Baltimore lawyer Nick Panteleakis, who has defended police officers in criminal cases, as well as officers who have blown the whistle on police misconduct, sees a strategic reason for bringing false imprisonment charges in this case: It shuts down a defense by officers that they had to respond with force against Mr. Gray because he was resisting arrest.

“Any citizen has the right to resist an illegal arrest in the state of Maryland,” he said.

My guess?  Exercising that right can be hazardous to your health.  Wait, I don’t have to guess – ask Mr. Gray.  Oh yeah, you can’t.  He’s dead.

Wayne Halick, an Illinois-based private investigator and former criminal investigator, said officers will likely get a different message. “They see that things aren’t being dealt with in a just manner; they are being dealt with in an emotional manner,” he said. “As an officer, that is pretty scary.”

Mr.
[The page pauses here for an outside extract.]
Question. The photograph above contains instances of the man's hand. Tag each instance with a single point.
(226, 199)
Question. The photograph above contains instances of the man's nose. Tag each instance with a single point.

Halick must be a resident of that aforementioned other planet.  A man committed no crime, and thereafter died in police custody (which should be criminal even if the suspect committed a crime).  To deal with this isn’t “just” on Mr. Halick’s planet.

On Friday, Gene Ryan, president of the Baltimore police union, said, “This decision to charge the officers is going to make our job even harder, I can say that.”

Having to know the law will make your job even harder?  Having to safely transport a suspect – to say nothing of an illegally detained suspect – is too much to ask?  Wow.

But Mr. Ward said he doesn’t share those concerns. “The reality is cops know when something is over the line,” he said.

The blue line: the one they won’t cross, the one they hide behind.  They know when they are doing it.  Perhaps this explains the high officer suicide rate.